Bob Lulham
- Lulham in 1947

Personal information
- Full name: Robert John Lulham
- Born: 2 November 1926 Newcastle, New South Wales, Australia
- Died: 24 December 1986 (aged 60) Tenterfield, New South Wales, Australia

Playing information
- Position: Wing, Centre
Club
| Years | Team | Pld | T | G | FG | P |
| 1947–53 | Balmain | 85 | 85 | 45 | 0 | 345 |
Representative
| Years | Team | Pld | T | G | FG | P |
| 1947–49 | New South Wales | 9 | 8 | 0 | 0 | 24 |
| 1948–49 | Australia | 3 | 1 | 0 | 0 | 3 |
| 1947–49 | NSW City | 11 | 11 | 0 | 0 | 33 |
- Source:

= Bob Lulham =

Australian rugby league footballer (1926–1986)

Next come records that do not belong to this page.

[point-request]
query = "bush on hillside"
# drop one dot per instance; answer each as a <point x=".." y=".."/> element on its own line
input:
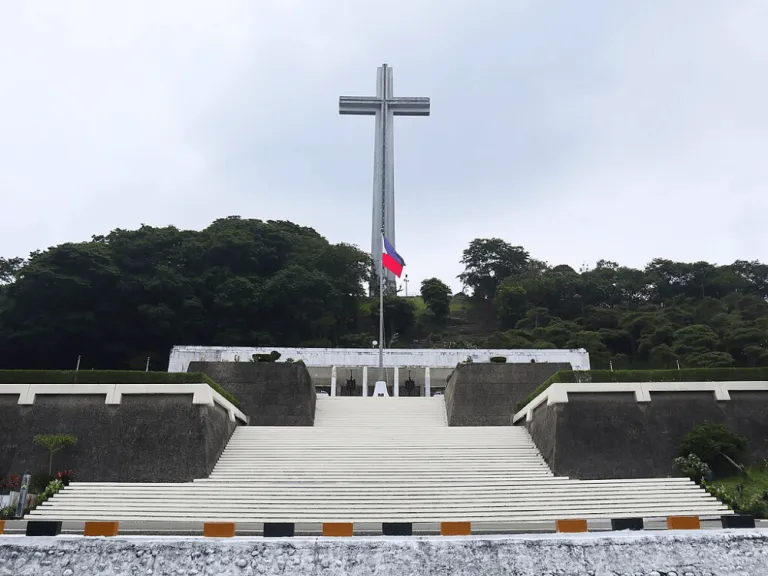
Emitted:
<point x="685" y="375"/>
<point x="110" y="377"/>
<point x="715" y="446"/>
<point x="273" y="356"/>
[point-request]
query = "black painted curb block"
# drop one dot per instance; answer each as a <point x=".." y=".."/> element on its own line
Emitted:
<point x="35" y="528"/>
<point x="627" y="524"/>
<point x="279" y="529"/>
<point x="397" y="529"/>
<point x="737" y="521"/>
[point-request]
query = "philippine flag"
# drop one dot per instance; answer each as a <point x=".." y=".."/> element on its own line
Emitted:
<point x="391" y="259"/>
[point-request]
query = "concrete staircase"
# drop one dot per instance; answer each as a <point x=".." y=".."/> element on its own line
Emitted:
<point x="380" y="460"/>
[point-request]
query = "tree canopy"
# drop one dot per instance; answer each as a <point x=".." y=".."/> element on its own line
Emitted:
<point x="132" y="294"/>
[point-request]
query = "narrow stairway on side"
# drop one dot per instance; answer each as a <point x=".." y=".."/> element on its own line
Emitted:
<point x="381" y="460"/>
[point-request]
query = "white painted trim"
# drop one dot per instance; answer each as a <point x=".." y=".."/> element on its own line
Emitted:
<point x="201" y="393"/>
<point x="181" y="356"/>
<point x="558" y="393"/>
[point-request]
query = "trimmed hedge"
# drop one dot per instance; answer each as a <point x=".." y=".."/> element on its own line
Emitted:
<point x="109" y="377"/>
<point x="685" y="375"/>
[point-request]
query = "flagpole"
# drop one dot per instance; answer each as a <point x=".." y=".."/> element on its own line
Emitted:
<point x="381" y="314"/>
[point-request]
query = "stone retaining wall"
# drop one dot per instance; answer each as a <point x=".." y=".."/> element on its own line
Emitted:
<point x="487" y="394"/>
<point x="696" y="553"/>
<point x="611" y="434"/>
<point x="144" y="438"/>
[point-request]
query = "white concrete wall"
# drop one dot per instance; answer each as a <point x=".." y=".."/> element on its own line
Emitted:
<point x="684" y="553"/>
<point x="558" y="393"/>
<point x="181" y="356"/>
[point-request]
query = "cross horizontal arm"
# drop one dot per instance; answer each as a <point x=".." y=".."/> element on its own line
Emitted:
<point x="369" y="105"/>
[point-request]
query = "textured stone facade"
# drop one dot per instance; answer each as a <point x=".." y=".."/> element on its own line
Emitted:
<point x="612" y="435"/>
<point x="145" y="438"/>
<point x="488" y="394"/>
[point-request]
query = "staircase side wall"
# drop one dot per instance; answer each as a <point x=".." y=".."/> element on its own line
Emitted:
<point x="270" y="393"/>
<point x="611" y="435"/>
<point x="145" y="438"/>
<point x="487" y="394"/>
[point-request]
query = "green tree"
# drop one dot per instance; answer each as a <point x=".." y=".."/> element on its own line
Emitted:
<point x="437" y="297"/>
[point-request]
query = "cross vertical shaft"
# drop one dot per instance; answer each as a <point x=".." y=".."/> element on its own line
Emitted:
<point x="384" y="106"/>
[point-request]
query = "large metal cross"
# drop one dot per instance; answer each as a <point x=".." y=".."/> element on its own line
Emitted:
<point x="384" y="106"/>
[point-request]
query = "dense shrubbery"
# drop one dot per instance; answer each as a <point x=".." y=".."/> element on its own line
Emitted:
<point x="130" y="295"/>
<point x="717" y="447"/>
<point x="685" y="375"/>
<point x="711" y="455"/>
<point x="109" y="377"/>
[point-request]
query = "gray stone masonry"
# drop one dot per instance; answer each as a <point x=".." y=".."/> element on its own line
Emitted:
<point x="611" y="435"/>
<point x="270" y="393"/>
<point x="487" y="394"/>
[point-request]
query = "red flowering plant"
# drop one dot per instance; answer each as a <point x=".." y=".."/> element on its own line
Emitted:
<point x="65" y="476"/>
<point x="11" y="484"/>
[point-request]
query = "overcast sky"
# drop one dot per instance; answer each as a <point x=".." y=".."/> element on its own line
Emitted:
<point x="623" y="130"/>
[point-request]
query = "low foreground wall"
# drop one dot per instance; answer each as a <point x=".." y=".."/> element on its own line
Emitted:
<point x="270" y="393"/>
<point x="699" y="553"/>
<point x="487" y="394"/>
<point x="633" y="430"/>
<point x="125" y="433"/>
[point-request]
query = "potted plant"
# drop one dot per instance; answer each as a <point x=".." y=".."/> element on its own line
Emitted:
<point x="6" y="513"/>
<point x="9" y="491"/>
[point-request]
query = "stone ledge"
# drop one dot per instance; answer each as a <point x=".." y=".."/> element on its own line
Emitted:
<point x="640" y="553"/>
<point x="201" y="393"/>
<point x="558" y="393"/>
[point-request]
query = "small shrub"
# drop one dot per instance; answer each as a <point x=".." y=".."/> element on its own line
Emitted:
<point x="65" y="476"/>
<point x="715" y="445"/>
<point x="38" y="482"/>
<point x="11" y="484"/>
<point x="692" y="467"/>
<point x="273" y="356"/>
<point x="53" y="488"/>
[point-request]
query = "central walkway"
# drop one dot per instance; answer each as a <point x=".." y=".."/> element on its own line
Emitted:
<point x="381" y="460"/>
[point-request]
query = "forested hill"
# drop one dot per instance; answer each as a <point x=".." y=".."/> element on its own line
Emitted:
<point x="121" y="298"/>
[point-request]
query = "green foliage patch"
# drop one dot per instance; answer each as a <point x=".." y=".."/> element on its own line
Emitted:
<point x="109" y="377"/>
<point x="685" y="375"/>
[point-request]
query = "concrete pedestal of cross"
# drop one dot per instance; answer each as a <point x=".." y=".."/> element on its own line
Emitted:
<point x="385" y="107"/>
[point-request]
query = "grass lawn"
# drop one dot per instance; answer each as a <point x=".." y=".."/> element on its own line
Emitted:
<point x="753" y="484"/>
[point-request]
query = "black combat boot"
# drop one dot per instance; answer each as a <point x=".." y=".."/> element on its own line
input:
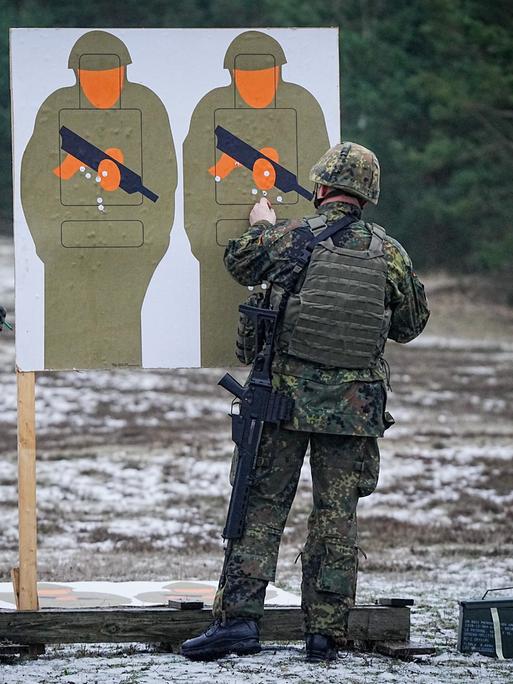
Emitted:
<point x="237" y="635"/>
<point x="319" y="648"/>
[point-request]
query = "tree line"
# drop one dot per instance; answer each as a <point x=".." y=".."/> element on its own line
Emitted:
<point x="427" y="85"/>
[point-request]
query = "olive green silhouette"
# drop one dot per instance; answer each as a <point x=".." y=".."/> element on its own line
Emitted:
<point x="99" y="247"/>
<point x="292" y="123"/>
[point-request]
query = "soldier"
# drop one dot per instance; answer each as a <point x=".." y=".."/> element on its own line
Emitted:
<point x="99" y="243"/>
<point x="283" y="121"/>
<point x="358" y="289"/>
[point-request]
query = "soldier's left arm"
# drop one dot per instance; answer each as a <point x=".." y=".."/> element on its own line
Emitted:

Robert John Lulham (2 November 1926 – 24 December 1986) was an Australian rugby league footballer who played in the 1940s and 1950s. An Australia international and New South Wales state representative three-quarter back, he played in Sydney for the Balmain club, with whom he won the 1947 NSWRFL Premiership.

== Rugby career ==

A quick-paced , Lulham came to Sydney from Newcastle and in his first season in the NSWRFL premiership represented New South Wales in all matches. In the 1947 NSWRFL season he was also the League's top try-scorer, breaking the record for most tries in a debut season with 28 and most tries in a season for Balmain Tigers in the club's history. At the end of the season he played in Balmain's grand final win. At the end of the following season he was selected for the 1948–49 Kangaroo tour of Great Britain and France, making his debut in the Third Test against Great Britain before going on to play two Tests against France. He continued playing for Balmain, also captaining the club.

== Poisoning ==
In July 1953, Lulham was in the headlines after his mother-in-law, Veronica Mabel Monty, 45, was charged with attempted murder, after giving him Thall-rat, a rat poison containing thallium. It soon hit the media, as it was one of 46 similar cases of thallium poisoning in Australia, the "thallium craze", leading to 10 deaths in the early 1950s. Monty was charged and arrested in August. Monty was also poisoned with thallium while on bail, but recovered as the dose was low.

The sensational hearing in Sydney revealed that Monty had moved in with her daughter, Judy, and son-in-law in June 1952 following an operation and separation from her husband. The Lulhams had been married only six months when her mother had moved in. Lulham and Monty then had an "intimate relationship" three times. Once, on 26 June 1953, after Judy had gone to bed early while listening to the Ashes test from Lords, once while Judy was at church, and again when he had come home from work early. Monty testified she made a poisoned Milo for herself on 2 July as she was contemplating suicide, but the Lulhams asked for drinks too and she mixed up the cups. In September 1953, she was ordered to stand trial. Monty was found not guilty in December.

== Personal life ==
Lulham was born on Tuesday 2 November 1926, into a family of three boys. His father was a veteran of the Gallipoli Campaign.

Judy Lulham divorced Bob Lulham in early 1955 as a result of the revelations about his affair with her mother. Her father also divorced her mother at the same time. Due to the widespread publication of details of the cases, Monty suicided by gunshot soon afterwards. After his poisoning and divorce, Lulham never played first grade football again.

Lulham remarried and had two children, Kerry and Wayne. He died of a heart attack at his home in Tenterfield, New South Wales on Christmas Eve, 1986, at the age of 60. He was buried at the Tenterfield Cemetery.